Anew - Columbia River Forestry Project
Improved Forest Management
Forestry
プロジェクト概要
The Anew - Columbia River Forestry Project is designed to improve forest management across a large, conservation-owned forest landscape in the Lower Columbia River region. It addresses the common practice of short, even‑aged rotations by private landowners in the area. Instead, it focuses on sustainable forest growth and selective maintenance harvests that prioritize wildlife habitat, water quality, and overall forest health. The project maintains on‑site carbon stocks to deliver climate benefits through additional carbon storage. It spans about 13,393 acres across southwestern Washington and northwestern Oregon, and is owned by Columbia Land Trust, a non‑profit that conserves land along the lower Columbia River.
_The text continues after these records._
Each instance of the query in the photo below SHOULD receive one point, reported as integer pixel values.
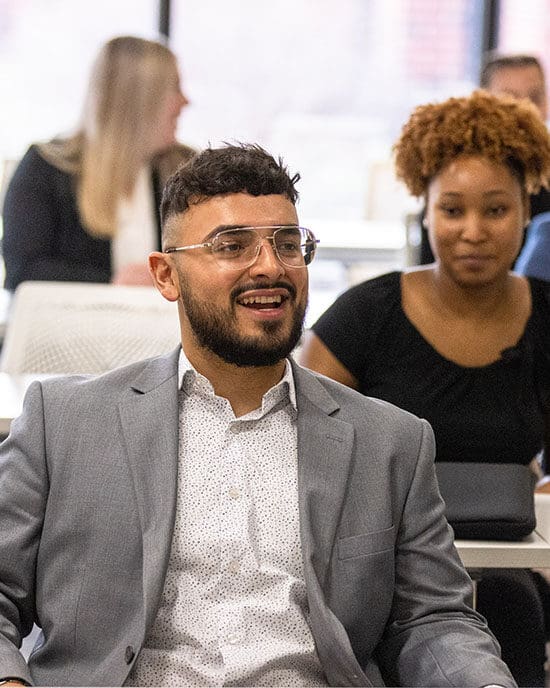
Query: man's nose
(267, 262)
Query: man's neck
(243, 387)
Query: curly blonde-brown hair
(502, 129)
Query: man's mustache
(252, 286)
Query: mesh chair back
(73, 327)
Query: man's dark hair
(240, 168)
(494, 61)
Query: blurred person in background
(520, 76)
(463, 342)
(85, 208)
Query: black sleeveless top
(491, 413)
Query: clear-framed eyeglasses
(238, 249)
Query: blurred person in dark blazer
(85, 207)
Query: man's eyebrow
(222, 228)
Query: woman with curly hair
(84, 207)
(463, 342)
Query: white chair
(73, 327)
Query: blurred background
(325, 83)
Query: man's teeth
(261, 299)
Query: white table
(532, 552)
(12, 391)
(5, 300)
(352, 241)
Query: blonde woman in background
(85, 208)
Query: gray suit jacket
(87, 504)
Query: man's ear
(165, 277)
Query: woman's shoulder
(373, 298)
(540, 292)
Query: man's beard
(218, 331)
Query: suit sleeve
(33, 213)
(433, 636)
(23, 494)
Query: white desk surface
(12, 391)
(532, 552)
(5, 300)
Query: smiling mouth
(261, 301)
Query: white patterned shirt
(233, 607)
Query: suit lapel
(324, 454)
(149, 418)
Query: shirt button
(234, 566)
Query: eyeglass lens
(239, 247)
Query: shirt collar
(285, 386)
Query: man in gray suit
(219, 515)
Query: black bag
(488, 501)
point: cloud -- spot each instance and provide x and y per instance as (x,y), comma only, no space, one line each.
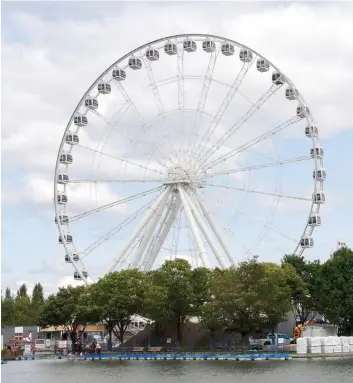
(49,62)
(69,281)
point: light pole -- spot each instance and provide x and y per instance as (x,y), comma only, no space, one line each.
(149,333)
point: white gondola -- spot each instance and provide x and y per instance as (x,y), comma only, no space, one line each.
(317,152)
(75,257)
(67,238)
(119,74)
(314,220)
(319,197)
(91,103)
(72,138)
(80,120)
(228,49)
(135,63)
(278,78)
(63,178)
(319,174)
(66,158)
(189,45)
(291,94)
(104,88)
(170,49)
(245,55)
(311,131)
(303,111)
(262,65)
(64,219)
(209,46)
(77,276)
(152,54)
(307,241)
(61,198)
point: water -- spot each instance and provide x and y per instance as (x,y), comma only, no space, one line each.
(65,371)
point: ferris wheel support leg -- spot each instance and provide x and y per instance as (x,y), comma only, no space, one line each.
(156,249)
(208,215)
(205,231)
(140,227)
(193,226)
(151,227)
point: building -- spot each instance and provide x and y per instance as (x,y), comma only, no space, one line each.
(19,333)
(90,333)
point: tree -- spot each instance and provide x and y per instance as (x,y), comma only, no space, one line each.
(253,295)
(213,317)
(37,301)
(302,298)
(334,290)
(116,297)
(7,309)
(175,277)
(201,278)
(22,308)
(68,308)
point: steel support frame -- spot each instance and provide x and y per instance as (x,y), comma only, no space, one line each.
(208,215)
(193,225)
(205,231)
(163,235)
(151,211)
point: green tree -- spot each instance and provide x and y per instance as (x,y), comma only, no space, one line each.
(22,308)
(213,317)
(201,278)
(68,308)
(302,295)
(117,297)
(156,306)
(7,309)
(37,301)
(253,295)
(176,278)
(334,290)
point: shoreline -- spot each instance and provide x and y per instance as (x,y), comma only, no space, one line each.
(185,356)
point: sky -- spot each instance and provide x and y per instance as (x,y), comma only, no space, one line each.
(52,52)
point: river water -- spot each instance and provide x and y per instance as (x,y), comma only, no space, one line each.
(66,371)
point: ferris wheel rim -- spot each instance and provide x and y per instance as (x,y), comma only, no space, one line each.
(300,99)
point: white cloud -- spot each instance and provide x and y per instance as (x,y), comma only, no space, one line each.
(48,68)
(69,281)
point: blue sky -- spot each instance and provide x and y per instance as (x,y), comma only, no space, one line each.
(51,53)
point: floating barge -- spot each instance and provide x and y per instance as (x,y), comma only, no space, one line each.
(163,356)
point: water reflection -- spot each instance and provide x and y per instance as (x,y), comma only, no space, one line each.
(323,371)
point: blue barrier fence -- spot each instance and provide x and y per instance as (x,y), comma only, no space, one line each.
(163,356)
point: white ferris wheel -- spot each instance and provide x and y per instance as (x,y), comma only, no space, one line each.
(188,146)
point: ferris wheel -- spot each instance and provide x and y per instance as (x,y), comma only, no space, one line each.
(189,146)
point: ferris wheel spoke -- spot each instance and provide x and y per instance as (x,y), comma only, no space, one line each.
(204,92)
(274,88)
(180,77)
(223,107)
(141,226)
(259,192)
(210,218)
(121,180)
(114,127)
(120,159)
(253,142)
(253,219)
(113,204)
(115,230)
(142,120)
(157,97)
(150,228)
(260,166)
(161,235)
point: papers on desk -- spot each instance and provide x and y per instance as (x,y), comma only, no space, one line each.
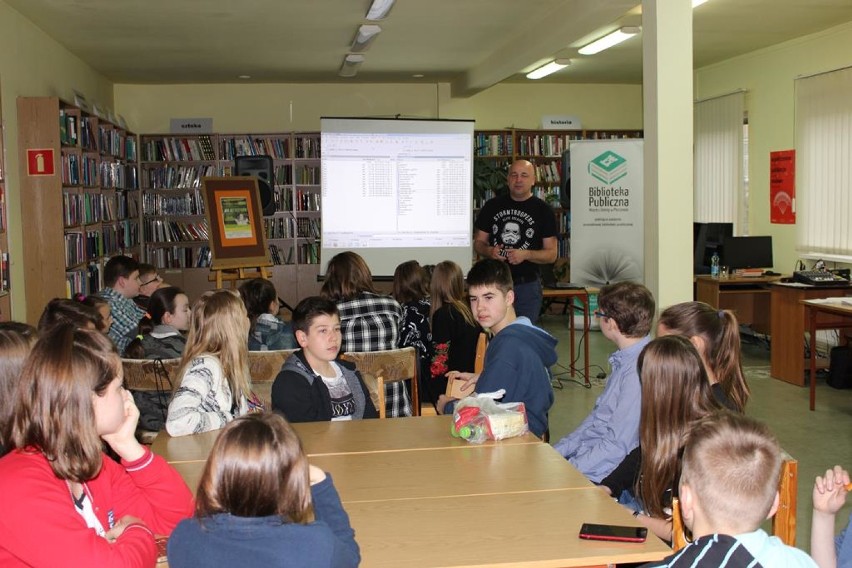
(838,301)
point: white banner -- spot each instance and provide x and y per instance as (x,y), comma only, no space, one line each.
(607,223)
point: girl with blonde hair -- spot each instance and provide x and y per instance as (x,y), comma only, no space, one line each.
(215,384)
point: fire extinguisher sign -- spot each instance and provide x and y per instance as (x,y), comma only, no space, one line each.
(40,162)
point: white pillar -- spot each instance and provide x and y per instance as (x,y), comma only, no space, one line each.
(667,80)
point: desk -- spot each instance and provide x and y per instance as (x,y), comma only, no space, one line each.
(330,438)
(509,503)
(789,324)
(582,294)
(748,298)
(824,315)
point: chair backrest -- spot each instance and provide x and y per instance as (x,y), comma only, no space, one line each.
(784,522)
(378,368)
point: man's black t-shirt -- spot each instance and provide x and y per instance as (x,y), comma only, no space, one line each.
(518,225)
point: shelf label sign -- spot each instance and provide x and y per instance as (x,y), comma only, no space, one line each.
(40,162)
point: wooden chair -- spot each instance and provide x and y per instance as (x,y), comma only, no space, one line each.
(379,368)
(784,521)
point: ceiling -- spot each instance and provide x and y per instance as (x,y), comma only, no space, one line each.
(472,44)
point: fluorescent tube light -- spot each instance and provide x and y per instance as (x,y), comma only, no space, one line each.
(350,65)
(609,40)
(549,68)
(364,37)
(379,10)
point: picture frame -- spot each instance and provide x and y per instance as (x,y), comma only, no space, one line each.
(232,208)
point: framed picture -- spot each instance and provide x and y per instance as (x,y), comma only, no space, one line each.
(232,207)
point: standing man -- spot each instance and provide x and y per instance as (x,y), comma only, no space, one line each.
(519,229)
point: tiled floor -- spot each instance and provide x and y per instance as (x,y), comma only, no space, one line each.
(817,439)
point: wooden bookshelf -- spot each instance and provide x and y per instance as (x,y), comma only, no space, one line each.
(543,148)
(5,277)
(82,213)
(172,167)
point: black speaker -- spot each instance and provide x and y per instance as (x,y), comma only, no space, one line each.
(261,168)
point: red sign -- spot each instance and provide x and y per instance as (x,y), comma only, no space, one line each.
(40,162)
(782,187)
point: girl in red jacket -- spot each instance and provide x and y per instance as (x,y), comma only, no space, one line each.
(66,503)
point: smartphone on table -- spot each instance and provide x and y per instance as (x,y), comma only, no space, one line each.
(591,531)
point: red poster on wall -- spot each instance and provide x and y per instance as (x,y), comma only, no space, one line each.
(782,187)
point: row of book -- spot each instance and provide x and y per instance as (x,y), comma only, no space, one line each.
(189,203)
(163,230)
(4,271)
(179,177)
(277,148)
(308,228)
(172,149)
(280,255)
(83,281)
(493,144)
(279,227)
(179,256)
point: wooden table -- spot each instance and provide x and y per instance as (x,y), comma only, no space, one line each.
(825,314)
(569,295)
(788,326)
(445,502)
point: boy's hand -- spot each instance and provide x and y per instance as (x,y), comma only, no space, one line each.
(830,490)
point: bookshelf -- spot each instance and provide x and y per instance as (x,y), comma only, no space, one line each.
(5,297)
(495,150)
(174,224)
(82,213)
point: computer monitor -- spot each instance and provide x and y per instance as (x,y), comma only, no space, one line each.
(707,239)
(747,252)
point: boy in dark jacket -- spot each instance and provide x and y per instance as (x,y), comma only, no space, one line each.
(518,357)
(313,384)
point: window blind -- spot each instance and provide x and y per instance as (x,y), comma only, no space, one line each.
(718,156)
(824,165)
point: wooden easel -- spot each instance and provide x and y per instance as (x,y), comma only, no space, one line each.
(234,274)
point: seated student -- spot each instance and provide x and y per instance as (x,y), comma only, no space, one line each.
(313,384)
(829,496)
(16,341)
(65,503)
(519,356)
(101,306)
(369,321)
(455,331)
(215,384)
(161,330)
(675,394)
(611,430)
(716,335)
(267,332)
(411,290)
(728,487)
(260,503)
(121,278)
(149,282)
(61,311)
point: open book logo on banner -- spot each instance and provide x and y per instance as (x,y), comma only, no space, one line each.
(609,167)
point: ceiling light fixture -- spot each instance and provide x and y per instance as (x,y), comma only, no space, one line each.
(364,37)
(379,10)
(609,40)
(350,65)
(547,69)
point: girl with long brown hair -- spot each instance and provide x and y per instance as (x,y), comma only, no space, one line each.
(257,485)
(454,329)
(215,384)
(716,336)
(65,503)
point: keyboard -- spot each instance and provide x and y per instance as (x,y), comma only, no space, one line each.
(818,278)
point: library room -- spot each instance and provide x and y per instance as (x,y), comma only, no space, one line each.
(282,246)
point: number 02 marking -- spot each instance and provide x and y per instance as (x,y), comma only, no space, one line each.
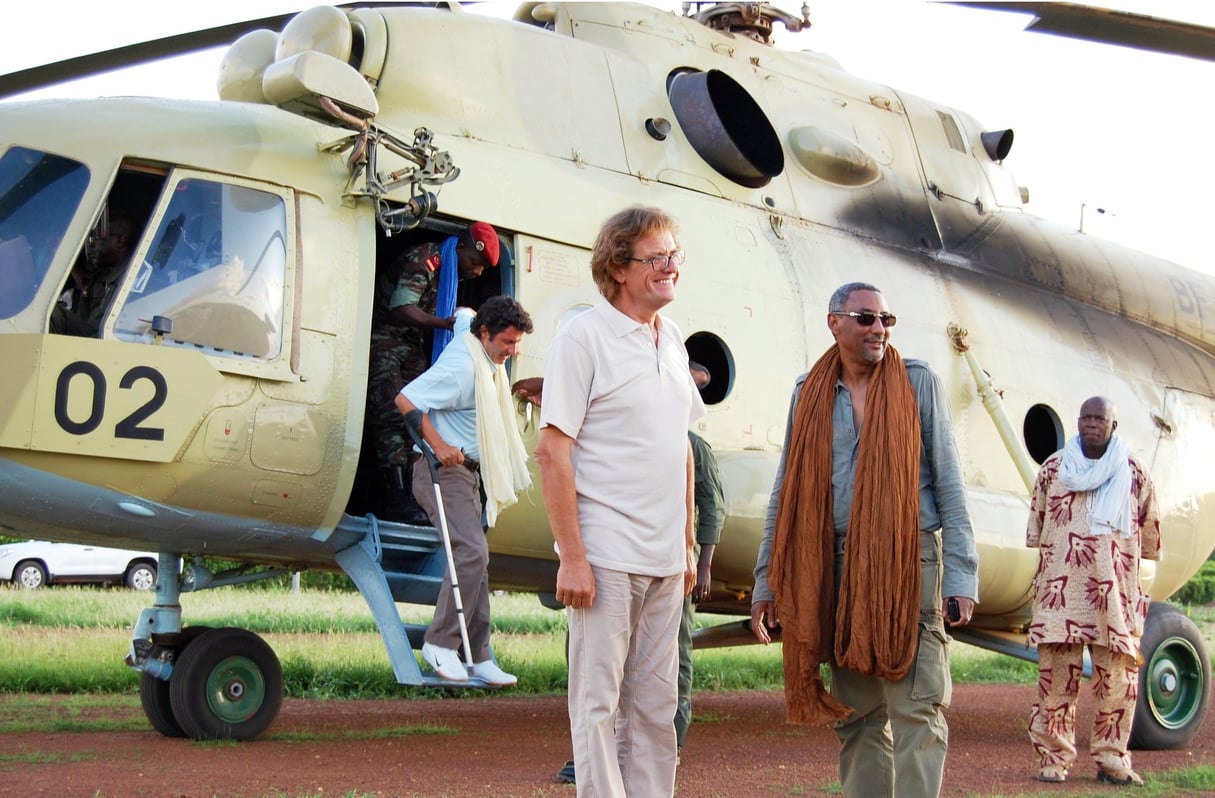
(130,426)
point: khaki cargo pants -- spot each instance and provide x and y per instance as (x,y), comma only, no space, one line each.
(894,741)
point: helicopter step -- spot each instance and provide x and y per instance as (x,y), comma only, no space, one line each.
(399,562)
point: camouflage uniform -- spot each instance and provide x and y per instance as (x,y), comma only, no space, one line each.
(399,351)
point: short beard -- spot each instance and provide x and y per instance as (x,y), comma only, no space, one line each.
(871,357)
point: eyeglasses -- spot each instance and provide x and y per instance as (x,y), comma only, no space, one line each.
(866,318)
(660,262)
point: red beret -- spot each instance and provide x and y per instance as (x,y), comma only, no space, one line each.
(485,238)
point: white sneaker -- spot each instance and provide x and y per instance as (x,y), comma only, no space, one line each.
(492,674)
(445,662)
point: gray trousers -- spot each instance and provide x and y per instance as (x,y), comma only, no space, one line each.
(470,552)
(894,741)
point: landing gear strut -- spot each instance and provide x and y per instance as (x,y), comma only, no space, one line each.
(202,683)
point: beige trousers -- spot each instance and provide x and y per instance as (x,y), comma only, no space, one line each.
(893,745)
(623,666)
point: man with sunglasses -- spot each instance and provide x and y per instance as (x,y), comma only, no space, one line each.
(866,531)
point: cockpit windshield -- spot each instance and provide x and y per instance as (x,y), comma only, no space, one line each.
(39,194)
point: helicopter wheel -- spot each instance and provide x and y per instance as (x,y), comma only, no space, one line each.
(1174,682)
(154,692)
(227,685)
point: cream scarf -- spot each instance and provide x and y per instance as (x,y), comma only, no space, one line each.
(1109,476)
(503,456)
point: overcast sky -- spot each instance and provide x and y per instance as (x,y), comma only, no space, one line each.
(1095,125)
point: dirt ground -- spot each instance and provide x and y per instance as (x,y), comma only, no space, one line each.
(512,746)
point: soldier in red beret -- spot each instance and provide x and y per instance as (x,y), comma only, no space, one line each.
(413,296)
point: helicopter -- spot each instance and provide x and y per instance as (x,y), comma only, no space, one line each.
(218,409)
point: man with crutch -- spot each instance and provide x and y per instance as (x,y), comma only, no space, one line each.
(468,423)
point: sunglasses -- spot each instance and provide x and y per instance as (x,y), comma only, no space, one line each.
(866,318)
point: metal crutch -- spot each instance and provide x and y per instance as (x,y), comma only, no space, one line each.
(413,424)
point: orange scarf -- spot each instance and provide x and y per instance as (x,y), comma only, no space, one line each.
(872,628)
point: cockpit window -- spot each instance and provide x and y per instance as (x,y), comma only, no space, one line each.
(39,194)
(214,273)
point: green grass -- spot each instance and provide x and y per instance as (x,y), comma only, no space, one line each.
(73,640)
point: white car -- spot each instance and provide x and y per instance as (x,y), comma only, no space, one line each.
(35,564)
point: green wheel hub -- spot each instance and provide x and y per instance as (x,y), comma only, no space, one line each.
(236,689)
(1175,683)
The project implements improved forest management with an emphasis on primarily uneven‑aged silviculture. This approach supports longer rotation lengths and healthier, more resilient stands. While commercial harvesting is expected to occur, it is managed less intensively than the regional baseline. Greenhouse gas benefits come from greater carbon stored in live trees above and below ground, as well as standing dead wood. The project applies permanence safeguards through a risk assessment and buffer, and it accounts for market leakage with conservative deductions to credited outcomes.
The project is enrolled in a programmatic development approach that supports a multi‑site design. Columbia Land Trust is the landowner and project proponent. Anew Carbon Development serves as the offset developer, coordinating implementation, modeling, reporting, and monitoring. Resilient Forestry conducted the forest carbon inventory, and an accredited verifier conducted third‑party verification. In addition to climate benefits, the project properties are managed for conservation outcomes that include habitat for threatened species, watershed protection, and recreation and education opportunities.